For the current NDS, thrombocytopaenia occurred more frequently in patients receiving Afinitor^* in both the pivotal and supportive studies. Based on the totality of the data, 10 mg is the near-maximum tolerated dose and thrombocytopaenia is a class effect of mTOR inhibitor drugs. As thrombocytopaenia is an important AE associated with Afinitor^*, platelet counts need to be monitored closely throughout the course of treatment.

Anaemia was also common throughout the pivotal and supportive studies and in the pivotal study at least two-thirds of the cases were suspected to be directly related to Afinitor^* treatment. Haemoglobin levels should be routinely measured and blood transfusions will be required for a subset of the patient population.

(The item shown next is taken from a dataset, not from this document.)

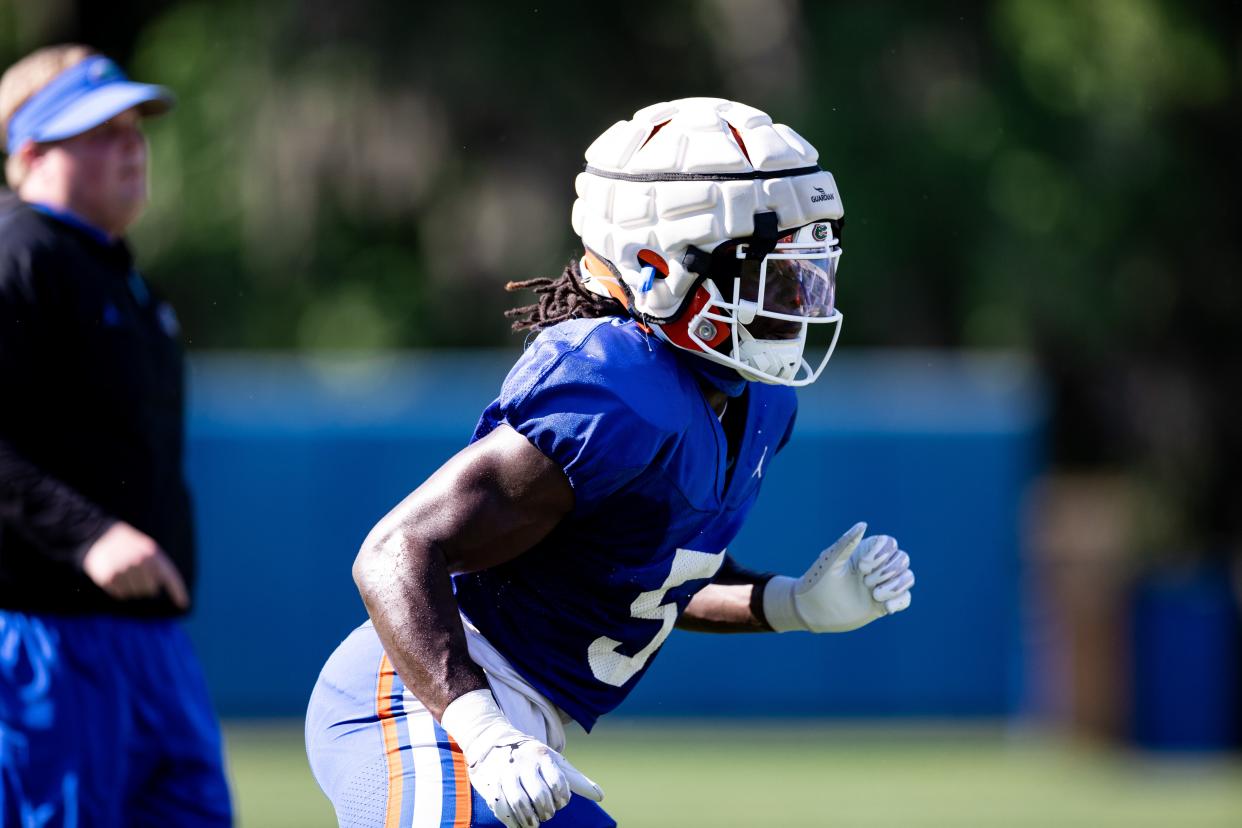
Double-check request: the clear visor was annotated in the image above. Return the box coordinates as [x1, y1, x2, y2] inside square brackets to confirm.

Hyperlipidaemia and Hyperglycaemia

Afinitor^* has been shown to increase both circulating lipids (cholesterol and triglycerides) and glucose concentrations. Baseline measurements should be performed as high initial lipid and glucose concentrations were often found to be associated with exacerbation of these levels. Type 2 new-onset diabetes occurred with the use of Afinitor^*, although rarely. Hyperlipidaemia can be managed with diet, statins, and fibrates as necessary. Dietary changes can usually alleviate hyperglycaemia with or without additional therapy such as metformin and possibly insulin.

Renal Considerations

Although renal failure was uncommon, the frequency increased in the 90-day safety update in the Afinitor^* group indicating that it could become more prevalent with chronic use. Ten percent of the patients in the Afinitor^* group experienced notable increases in serum creatinine (usually Grade 1 or 2). No increases were reported in the placebo group. Serum creatinine levels should be monitored throughout treatment.

No studies have been carried out in patients with impaired renal function. However, given that the drug is primarily metabolized by the liver, no exclusions with this population are listed.

Hepatic Considerations

Afinitor^* is primarily metabolized by the liver and is a primary substrate for CYP3A4. No studies have been performed in patients with severe hepatic impairment (Child-Pugh Class C) and treatment is not recommended for this patient population. Furthermore, strong CYP3A4 inhibitors should not be taken with this medication. A dose reduction to 5 mg/day or every second day is recommended for patients that require co-medication with moderate CYP3A4 inhibitors. By contrast, although a decrease in Afinitor^* systemic exposure is expected with CYP3A4 inducers, no recommendations have been made to increase the Afinitor^* dose as no formal studies have been carried out in this setting.

Summary

Overall, the safety features of Afinitor^* appear acceptable for the indicated population. Afinitor^* has important safety issues highlighting the need for this oral medication to be prescribed by a qualified healthcare professional who is experienced in the use of anti-neoplastic therapy. The two most clinically relevant adverse drug reactions (ADRs) are pneumonitis (interstitial lung disease) and infections. Fatalities have occurred during the pivotal study with this medication due to these ADRs.

Careful monitoring of the symptoms mentioned above and appropriate use of co-medications, dose interruptions, and reductions should make the AEs manageable for the majority of patients taking this drug. Severe AEs may result in discontinuations; however, the effects are usually reversible. A few drug-related deaths have occurred in the clinical studies.

3.3.6 Additional Issues

A risk management plan (RMP) was submitted with this NDS which focuses primarily on subjects excluded from the pivotal study and potential risks to these patients if treated with Afinitor^*. Hepatitis B reactivation has occurred with Afinitor^* in clinical experience with the drug. Patients with active hepatitis were excluded from the pivotal study and may be more susceptible to serious illness if treated with Afinitor^*.

As well, the sponsor will be requested to provide to Health Canada the final per-protocol OS analysis of the RECORD-1 study which was to be conducted two years after randomization of the last patient as a post-marketing commitment.